The Lutheran Home in Germantown, now Silver Springs – Martin Luther School, began in 1859 as an orphanage for children that was originally located in the Mt. Airy, Philadelphia. This institution was a continuation of the work of Rev. William A. Passavant but was founded and managed by Elizabeth Fry Ashmead Schaeffer, who received a single dollar from Passavant and began the mission. The Lutheran Home in Germantown later moved to the Silver Springs property in Plymouth Meeting, Pennsylvania, where it continues as a residential treatment facility for children and school for elementary students and middle schoolers.

== Story of the first dollar ==
The Lutheran Home in Germantown was a continuation of the work of the Rev. William A. Passavant, who was famous for his work not only as an abolitionist and Lutheran pastor, but also as one of the proponents of social ministries in the Lutheran Church through the Passavant charitable institutions that he created. This Lutheran Home in Germantown was not organically connected with the Passavant Home and Farm School of Zelienople but was an offshoot, thanks to the help of the founding director of the home in Germantown, Elizabeth Ashmead Schaeffer.

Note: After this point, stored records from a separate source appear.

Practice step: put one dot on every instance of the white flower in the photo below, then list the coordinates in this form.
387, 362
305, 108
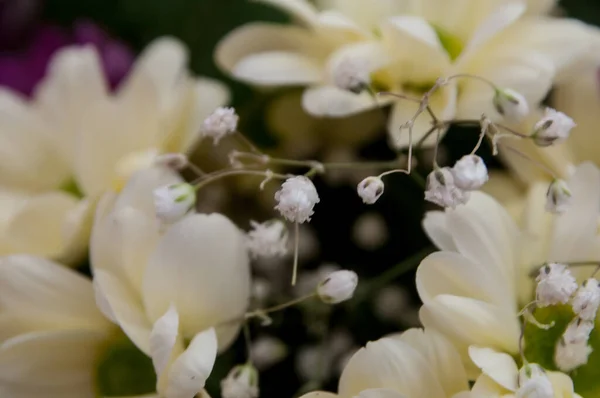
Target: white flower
223, 121
470, 173
558, 197
296, 199
442, 191
268, 239
587, 300
417, 364
172, 202
241, 382
511, 105
555, 285
75, 139
370, 189
165, 286
534, 383
337, 287
553, 128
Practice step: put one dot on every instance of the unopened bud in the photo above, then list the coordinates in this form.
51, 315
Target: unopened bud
370, 189
337, 287
511, 105
173, 201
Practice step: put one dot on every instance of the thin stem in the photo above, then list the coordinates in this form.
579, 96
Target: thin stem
296, 246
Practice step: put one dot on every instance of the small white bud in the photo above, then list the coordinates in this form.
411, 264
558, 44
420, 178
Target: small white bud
241, 382
511, 105
296, 199
470, 173
553, 128
442, 191
534, 383
558, 197
555, 285
221, 122
337, 287
587, 300
175, 161
351, 74
268, 239
173, 201
370, 189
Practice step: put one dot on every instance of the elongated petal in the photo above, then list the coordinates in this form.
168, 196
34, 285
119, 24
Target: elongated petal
190, 370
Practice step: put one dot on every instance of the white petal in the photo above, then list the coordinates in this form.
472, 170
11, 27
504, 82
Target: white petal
192, 263
190, 370
499, 366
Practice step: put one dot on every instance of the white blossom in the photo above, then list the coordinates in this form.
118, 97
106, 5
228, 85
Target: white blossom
511, 105
370, 189
553, 128
555, 285
241, 382
221, 122
587, 300
173, 201
442, 190
268, 239
558, 197
296, 199
337, 287
351, 74
470, 173
534, 383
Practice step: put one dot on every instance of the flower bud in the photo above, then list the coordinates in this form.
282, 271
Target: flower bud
558, 197
534, 383
370, 189
470, 173
173, 201
241, 382
223, 121
553, 128
511, 105
337, 287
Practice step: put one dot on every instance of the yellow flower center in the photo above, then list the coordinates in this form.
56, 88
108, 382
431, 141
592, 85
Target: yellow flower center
540, 345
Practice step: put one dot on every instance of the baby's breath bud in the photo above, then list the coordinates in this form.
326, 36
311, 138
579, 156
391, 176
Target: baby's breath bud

In 1852, on his way to the Ministerium of Pennsylvania, Passavant stopped off in Womelsdorf, and inspected an orphanage of the Reformed Church. Reaching Philadelphia, he visited the home of Elizabeth Ashmead Schaeffer and the Pastor of St. Michael's Church of Germantown, Charles W. Schaeffer, and (as one account states) he told Mrs. Schaeffer, "Why cannot the Lutherans have an orphanage as well and the Reformed? Now, everything must have a beginning: I will give you the first dollar." Elizabeth Schaeffer would place that dollar in her knitted purse that would be cherished by the Home in Germantown for generations.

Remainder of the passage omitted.